The Brits used wiretaps to get dirt; recruited journalists to plant favorable stories; invented fake stories; used dirty tricks to try to destroy opponents; and funded and coordinated pro-British activist groups.
The goal was to try to change US public opinion and to manipulate America’s political establishment toward helping Britain in its fight against the Nazis. In 1940, this was no sure thing. Incumbent Franklin D. Roosevelt wanted to help the UK but faced an uphill battle to overcome isolationist and “America First” views.
World War II began in Europe in September 1939. By June 1940, Britain was fighting alone against Nazi Germany. All its allies had been crushed and occupied by Hitler’s Germany. Britain was fighting for its life.
Both London and Berlin knew that only US intervention could change the course of the war in the UK's favor. So both nations set out to influence the US election. Churchill had just become prime minister in May 1940, and he hired freelance agent William Stephenson to head up the new North American operation. Stephenson was a Canadian, a war hero, a brilliant inventor and a wealthy and well-connected industrialist. He set up shop on June 21, 1940, at Rockefeller Center in New York City. Room 3603 became headquarters of an organization he christened “British Security Coordination.”
Within days, Stephenson scored a major victory at the Republican Party convention in Philadelphia.
The Brits obviously liked FDR, since he was already campaigning to increase assistance to the UK. But just to hedge their bets, the Brits tried to get a like-minded individual in as the Republican nominee.
The only GOP candidate with a pro-British agenda was one Wendell Willkie, from Indiana. He went into the convention as a decided underdog.
Then a poll came out from a polling organization called Market Analysis, Inc. It said that 60 percent of delegates favored helping the UK. The findings were published by the New York Herald, and an influential syndicated columnist, William Allen White, wrote that it was now clear the other candidates were out of touch with the party’s grassroots. Willkie won the nomination, to the astonishment of the party and the country.
Decades after the war, it was revealed that Market Analysis, Inc., was a British creation.
Dirty tricks and fake news were employed to discredit individual congressmen, like the prominent isolationist Hamilton Fish of New York. According to an official history, the goal was to "put the fear of God into every isolationist senator and congressman in the country." They funded his opponents; published pamphlets suggesting he was pro-Hitler; released a false photo of Fish with the head of the pro-Nazi German American Bund; and they planted stories saying he was getting financial aid from German agents. The British sustained the effort till he was finally beaten in 1944. Fish blamed the smear campaign on Moscow.
Stephenson’s agents also wiretapped the French embassy and used honey traps to get intelligence from French diplomats about pro-German activities, and stories were then planted in the press.

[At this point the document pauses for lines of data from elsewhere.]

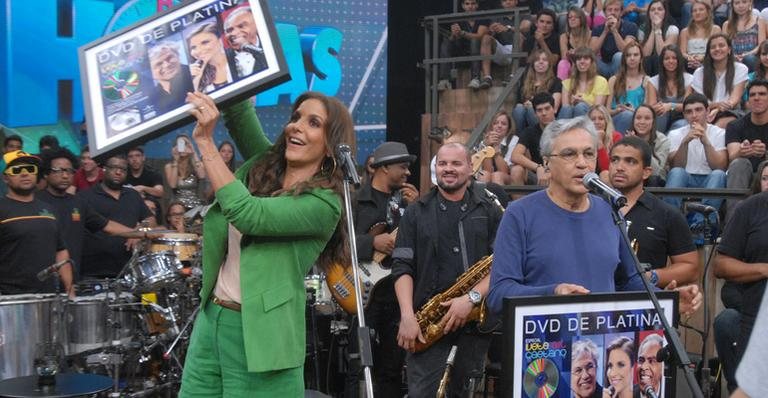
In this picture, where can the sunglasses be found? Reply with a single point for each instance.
(16, 170)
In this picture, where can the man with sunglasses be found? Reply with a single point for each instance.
(30, 238)
(72, 213)
(105, 256)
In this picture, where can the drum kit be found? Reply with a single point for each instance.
(133, 329)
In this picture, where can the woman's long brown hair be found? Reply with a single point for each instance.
(265, 178)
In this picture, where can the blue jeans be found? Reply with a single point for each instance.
(622, 121)
(679, 178)
(523, 117)
(608, 69)
(571, 111)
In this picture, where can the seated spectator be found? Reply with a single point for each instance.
(89, 173)
(697, 156)
(584, 88)
(746, 31)
(663, 237)
(609, 40)
(745, 139)
(721, 79)
(498, 41)
(760, 72)
(606, 135)
(694, 37)
(544, 36)
(185, 173)
(630, 87)
(577, 35)
(464, 39)
(539, 77)
(502, 139)
(528, 167)
(656, 33)
(671, 86)
(644, 127)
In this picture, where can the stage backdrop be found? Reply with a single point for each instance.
(335, 47)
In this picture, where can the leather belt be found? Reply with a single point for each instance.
(230, 305)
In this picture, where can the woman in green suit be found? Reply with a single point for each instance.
(271, 220)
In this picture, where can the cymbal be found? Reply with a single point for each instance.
(145, 234)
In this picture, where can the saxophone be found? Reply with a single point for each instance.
(430, 315)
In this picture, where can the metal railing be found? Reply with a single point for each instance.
(431, 63)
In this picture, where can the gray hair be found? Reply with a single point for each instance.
(559, 127)
(584, 346)
(236, 13)
(165, 45)
(651, 339)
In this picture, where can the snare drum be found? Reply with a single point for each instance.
(95, 321)
(152, 271)
(185, 246)
(323, 303)
(25, 321)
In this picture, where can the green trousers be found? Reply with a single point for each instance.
(216, 367)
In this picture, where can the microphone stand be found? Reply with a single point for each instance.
(363, 331)
(674, 340)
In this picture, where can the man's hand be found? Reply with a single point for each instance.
(408, 332)
(565, 289)
(690, 297)
(457, 314)
(542, 175)
(384, 243)
(410, 193)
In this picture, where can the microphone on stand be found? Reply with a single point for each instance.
(593, 182)
(344, 153)
(650, 392)
(49, 270)
(447, 373)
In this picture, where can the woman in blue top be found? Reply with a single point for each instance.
(630, 87)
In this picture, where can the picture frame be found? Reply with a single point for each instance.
(135, 80)
(549, 344)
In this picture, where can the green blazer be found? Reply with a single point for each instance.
(282, 238)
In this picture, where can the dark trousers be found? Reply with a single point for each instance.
(425, 369)
(383, 315)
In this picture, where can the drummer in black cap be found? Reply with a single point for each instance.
(378, 207)
(30, 238)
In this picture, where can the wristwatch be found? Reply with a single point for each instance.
(475, 297)
(654, 279)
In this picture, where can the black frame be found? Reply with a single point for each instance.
(103, 137)
(570, 304)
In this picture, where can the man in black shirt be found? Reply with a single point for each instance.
(528, 165)
(745, 140)
(659, 229)
(105, 256)
(380, 204)
(144, 180)
(30, 239)
(72, 214)
(440, 237)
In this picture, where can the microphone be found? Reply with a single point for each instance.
(699, 208)
(344, 153)
(594, 184)
(447, 373)
(47, 271)
(650, 392)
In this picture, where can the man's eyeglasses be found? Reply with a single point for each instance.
(22, 168)
(116, 168)
(62, 170)
(570, 155)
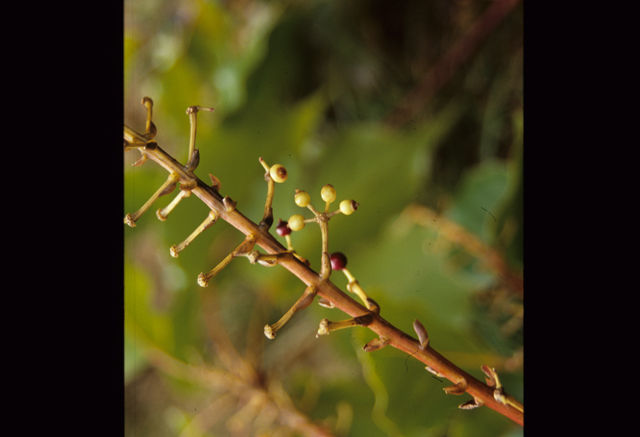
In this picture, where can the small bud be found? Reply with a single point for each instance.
(278, 173)
(296, 222)
(347, 207)
(328, 193)
(434, 372)
(471, 404)
(283, 228)
(327, 326)
(457, 389)
(302, 198)
(375, 344)
(338, 261)
(423, 336)
(229, 204)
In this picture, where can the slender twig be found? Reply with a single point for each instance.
(325, 288)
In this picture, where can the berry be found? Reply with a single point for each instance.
(296, 222)
(302, 198)
(347, 207)
(278, 173)
(328, 193)
(283, 228)
(338, 261)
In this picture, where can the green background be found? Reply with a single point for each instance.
(309, 85)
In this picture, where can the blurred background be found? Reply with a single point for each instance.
(414, 109)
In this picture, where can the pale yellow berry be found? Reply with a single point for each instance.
(296, 222)
(347, 207)
(302, 199)
(278, 173)
(328, 193)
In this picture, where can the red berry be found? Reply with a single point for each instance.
(283, 228)
(338, 261)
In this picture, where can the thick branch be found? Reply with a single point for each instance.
(326, 289)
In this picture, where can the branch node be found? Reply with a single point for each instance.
(375, 344)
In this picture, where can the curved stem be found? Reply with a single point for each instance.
(326, 289)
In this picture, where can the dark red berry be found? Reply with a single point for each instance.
(283, 228)
(338, 261)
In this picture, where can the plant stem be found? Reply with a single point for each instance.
(325, 288)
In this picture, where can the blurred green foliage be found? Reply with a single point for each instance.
(308, 84)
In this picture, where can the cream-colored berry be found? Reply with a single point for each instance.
(328, 193)
(278, 173)
(347, 207)
(296, 222)
(302, 199)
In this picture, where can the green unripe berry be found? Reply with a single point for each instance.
(328, 193)
(296, 222)
(302, 199)
(278, 173)
(347, 207)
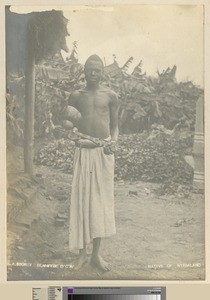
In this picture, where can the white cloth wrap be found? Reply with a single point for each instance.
(92, 198)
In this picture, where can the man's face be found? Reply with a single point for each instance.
(93, 72)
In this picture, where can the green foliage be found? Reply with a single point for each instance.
(156, 156)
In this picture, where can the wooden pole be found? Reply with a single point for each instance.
(29, 109)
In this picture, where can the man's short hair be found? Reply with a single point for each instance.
(96, 58)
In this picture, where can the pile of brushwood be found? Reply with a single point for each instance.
(155, 156)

The German campaign was less successful. Stephenson’s agents found proof that the Nazis were funding America First, the leading isolationist group, with ties to white supremacists. This information was used to discredit the isolationists.
After the war, as British Security Coordination faced being disbanded, Stephenson commissioned an official history to be written, to prevent its achievements being consigned to oblivion. This was a semistandard practice for covert British operations, as a kind of "lessons learned" exercise.
Former agents wrote the history — including Roald Dahl, who went on to write children’s books.
"The Secret History of British Intelligence in the Americas, 1940-45" was declassified in 1999, and you can get a copy from your usual online bookstores. You can cross-check parts of it with other documents in the UK National Archives, and in memoirs from other participants and interviews they've given over the years. One memoir was actually titled "You Only Live Once." Another former agent, Ian Fleming, took to writing. Actor Noel Coward is also believed to have been recruited by British intelligence.
So did it work? The jury is still out. Apart from getting lucky with the Republican nomination, the Brits failed to push Congress over the edge. The interventionists did secure some narrow votes in Congress to send material aid to the UK, votes that really pushed the envelope of America’s neutrality laws.
But Congress remained strongly anti-war until the day Japan attacked Pearl Harbor. Even then, there was little support for a war in Europe until Hitler declared war on the United States on Dec. 11, 1941.